Response times are about 2-4x slower than normal, which is leading to slower than normal UI in the platform. We believe this is caused by increased load from customer actions that were not able to be Given that our host is still investigating the issues of this morning, we are planning on waiting til after end of business day to scale infrastructure up and down.

We sincerely apologize for the frustration due these slower response times, and are continuing to monitor and investigate options here.

Posted Sep 03, 2024 - 14:25 EDT

Monitoring

Response times look to be dropping back to normal. We will continue to monitor.

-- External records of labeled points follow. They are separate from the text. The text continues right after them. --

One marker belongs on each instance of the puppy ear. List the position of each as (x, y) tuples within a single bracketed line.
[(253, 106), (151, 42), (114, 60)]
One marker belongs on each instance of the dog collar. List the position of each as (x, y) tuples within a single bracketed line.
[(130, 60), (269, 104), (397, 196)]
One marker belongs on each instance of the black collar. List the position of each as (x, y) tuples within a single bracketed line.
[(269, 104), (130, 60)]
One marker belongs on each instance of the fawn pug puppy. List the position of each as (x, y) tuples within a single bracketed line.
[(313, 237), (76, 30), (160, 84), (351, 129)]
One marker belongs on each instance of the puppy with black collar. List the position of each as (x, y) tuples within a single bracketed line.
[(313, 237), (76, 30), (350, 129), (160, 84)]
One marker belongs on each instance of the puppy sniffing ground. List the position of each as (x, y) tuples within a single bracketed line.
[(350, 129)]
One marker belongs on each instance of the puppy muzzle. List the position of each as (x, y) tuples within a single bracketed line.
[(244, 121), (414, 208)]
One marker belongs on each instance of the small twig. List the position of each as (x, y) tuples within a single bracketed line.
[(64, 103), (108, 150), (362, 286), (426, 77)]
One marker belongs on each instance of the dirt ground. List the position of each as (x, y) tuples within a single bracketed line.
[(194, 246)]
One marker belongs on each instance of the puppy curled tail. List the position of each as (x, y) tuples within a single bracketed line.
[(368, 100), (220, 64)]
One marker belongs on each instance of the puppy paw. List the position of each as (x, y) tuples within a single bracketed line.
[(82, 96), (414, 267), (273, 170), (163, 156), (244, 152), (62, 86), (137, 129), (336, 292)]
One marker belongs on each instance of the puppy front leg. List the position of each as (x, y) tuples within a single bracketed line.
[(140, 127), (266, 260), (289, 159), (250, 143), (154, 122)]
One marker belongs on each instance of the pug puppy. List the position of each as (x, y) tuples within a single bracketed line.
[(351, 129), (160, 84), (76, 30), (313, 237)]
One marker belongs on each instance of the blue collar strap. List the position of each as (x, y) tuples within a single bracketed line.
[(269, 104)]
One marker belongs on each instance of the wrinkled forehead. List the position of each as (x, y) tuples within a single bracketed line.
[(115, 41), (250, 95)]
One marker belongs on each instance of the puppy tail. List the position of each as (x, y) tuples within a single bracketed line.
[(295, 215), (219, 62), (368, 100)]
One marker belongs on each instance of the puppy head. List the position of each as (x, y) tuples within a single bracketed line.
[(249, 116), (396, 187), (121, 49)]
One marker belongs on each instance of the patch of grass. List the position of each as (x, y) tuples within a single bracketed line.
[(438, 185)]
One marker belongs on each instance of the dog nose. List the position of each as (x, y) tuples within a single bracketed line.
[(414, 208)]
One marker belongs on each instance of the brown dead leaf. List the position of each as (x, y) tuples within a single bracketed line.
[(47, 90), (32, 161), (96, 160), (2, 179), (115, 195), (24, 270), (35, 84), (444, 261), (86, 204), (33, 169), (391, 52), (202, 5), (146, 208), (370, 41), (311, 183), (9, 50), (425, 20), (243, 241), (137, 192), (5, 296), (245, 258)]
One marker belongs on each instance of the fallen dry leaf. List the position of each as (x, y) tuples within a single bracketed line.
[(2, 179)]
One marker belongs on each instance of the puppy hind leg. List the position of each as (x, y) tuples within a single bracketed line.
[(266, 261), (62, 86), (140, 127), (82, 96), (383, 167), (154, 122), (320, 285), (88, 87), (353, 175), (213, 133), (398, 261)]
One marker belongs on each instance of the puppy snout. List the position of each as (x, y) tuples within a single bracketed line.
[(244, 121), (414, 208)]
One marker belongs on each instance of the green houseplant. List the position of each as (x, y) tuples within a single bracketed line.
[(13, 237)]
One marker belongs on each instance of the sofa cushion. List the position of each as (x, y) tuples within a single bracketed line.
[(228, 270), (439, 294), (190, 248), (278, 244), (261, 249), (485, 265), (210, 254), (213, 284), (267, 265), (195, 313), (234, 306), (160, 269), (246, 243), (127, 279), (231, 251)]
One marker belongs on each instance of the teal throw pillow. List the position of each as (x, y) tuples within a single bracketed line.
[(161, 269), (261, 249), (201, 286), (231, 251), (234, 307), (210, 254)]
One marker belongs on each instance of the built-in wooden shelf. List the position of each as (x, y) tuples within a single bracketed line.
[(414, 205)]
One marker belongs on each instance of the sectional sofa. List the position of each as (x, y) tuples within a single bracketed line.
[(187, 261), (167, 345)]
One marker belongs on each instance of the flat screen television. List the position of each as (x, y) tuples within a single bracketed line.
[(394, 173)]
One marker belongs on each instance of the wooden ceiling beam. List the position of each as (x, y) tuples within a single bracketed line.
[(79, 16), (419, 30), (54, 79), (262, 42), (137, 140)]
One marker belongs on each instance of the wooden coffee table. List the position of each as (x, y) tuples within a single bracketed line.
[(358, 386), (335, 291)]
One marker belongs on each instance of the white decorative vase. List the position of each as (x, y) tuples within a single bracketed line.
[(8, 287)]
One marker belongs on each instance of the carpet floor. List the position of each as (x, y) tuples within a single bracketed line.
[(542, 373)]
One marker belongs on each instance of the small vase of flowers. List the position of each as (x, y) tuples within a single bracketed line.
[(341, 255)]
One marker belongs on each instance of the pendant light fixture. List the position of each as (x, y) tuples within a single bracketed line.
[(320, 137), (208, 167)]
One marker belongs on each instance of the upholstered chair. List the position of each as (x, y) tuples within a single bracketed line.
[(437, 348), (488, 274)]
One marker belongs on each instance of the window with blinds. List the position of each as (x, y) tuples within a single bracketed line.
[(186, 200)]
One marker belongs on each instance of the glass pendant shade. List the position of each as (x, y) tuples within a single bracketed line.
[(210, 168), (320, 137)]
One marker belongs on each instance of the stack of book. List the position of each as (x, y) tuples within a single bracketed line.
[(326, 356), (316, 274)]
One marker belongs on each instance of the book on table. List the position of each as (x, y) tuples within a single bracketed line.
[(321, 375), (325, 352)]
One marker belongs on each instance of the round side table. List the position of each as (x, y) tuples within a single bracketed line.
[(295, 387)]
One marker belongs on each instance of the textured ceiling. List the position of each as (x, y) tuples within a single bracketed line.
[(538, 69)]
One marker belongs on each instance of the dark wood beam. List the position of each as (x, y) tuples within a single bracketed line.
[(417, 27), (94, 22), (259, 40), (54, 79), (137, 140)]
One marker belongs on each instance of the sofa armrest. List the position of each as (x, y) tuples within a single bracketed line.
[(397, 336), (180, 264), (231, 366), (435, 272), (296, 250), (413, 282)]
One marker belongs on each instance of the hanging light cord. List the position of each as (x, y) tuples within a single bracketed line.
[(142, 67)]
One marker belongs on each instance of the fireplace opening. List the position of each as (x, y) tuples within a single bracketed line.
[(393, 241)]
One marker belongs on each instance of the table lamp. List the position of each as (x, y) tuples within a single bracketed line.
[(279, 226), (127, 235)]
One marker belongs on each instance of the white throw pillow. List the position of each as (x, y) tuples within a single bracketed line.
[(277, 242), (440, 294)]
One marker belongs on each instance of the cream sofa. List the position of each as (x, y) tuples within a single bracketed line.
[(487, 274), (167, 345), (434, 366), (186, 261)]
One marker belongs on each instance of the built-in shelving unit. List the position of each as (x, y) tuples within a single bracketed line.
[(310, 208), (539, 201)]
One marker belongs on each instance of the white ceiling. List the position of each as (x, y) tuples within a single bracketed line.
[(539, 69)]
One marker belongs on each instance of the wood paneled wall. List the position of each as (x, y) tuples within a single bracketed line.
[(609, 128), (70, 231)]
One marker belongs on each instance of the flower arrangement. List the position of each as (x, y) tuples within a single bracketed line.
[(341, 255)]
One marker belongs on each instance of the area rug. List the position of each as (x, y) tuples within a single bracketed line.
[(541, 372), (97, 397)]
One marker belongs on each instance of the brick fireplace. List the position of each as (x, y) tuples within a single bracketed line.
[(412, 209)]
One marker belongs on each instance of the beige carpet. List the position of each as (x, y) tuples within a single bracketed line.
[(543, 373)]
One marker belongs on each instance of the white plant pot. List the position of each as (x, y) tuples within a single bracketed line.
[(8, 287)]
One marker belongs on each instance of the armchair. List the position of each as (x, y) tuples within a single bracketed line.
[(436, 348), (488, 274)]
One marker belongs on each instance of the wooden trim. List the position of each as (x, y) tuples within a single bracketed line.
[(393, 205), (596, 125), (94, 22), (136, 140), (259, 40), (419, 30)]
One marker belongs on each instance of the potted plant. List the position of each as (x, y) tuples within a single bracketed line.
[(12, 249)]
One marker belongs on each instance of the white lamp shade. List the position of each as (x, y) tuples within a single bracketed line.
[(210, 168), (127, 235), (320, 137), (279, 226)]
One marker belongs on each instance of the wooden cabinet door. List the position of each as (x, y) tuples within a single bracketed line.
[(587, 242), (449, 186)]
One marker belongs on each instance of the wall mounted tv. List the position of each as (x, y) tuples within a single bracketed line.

Posted Sep 03, 2024 - 11:27 EDT

Update

Aptible has moved our database to a new hardware instance, and things are back online. We're seeing slightly elevated response times as everyone returns to Healthie, and we are continuing to monitor to ensure they return to (and stay at) normal.

Posted Sep 03, 2024 - 11:16 EDT

Update

Aptible expects it to take 10-15 minutes to bring the affected database back online.

Posted Sep 03, 2024 - 11:04 EDT

Identified

Our host has confirmed it is an issue with the database instance and their SRE team is actively working on getting the database instance back up and running.

Posted Sep 03, 2024 - 10:59 EDT

Update

Our team is investigating, and metrics look similar to the issue we say at 9:40. Our team is initiating a database restart (to move the database to a new instance with our host) and we have escalated this as urgent with our host's SRE team.

Posted Sep 03, 2024 - 10:51 EDT

Investigating

We are seeing elevated request timeouts leading to whitescreens and widespread errors, we are investigating and have reached back out to our host.

Posted Sep 03, 2024 - 10:48 EDT

This incident affected: Healthie (Production).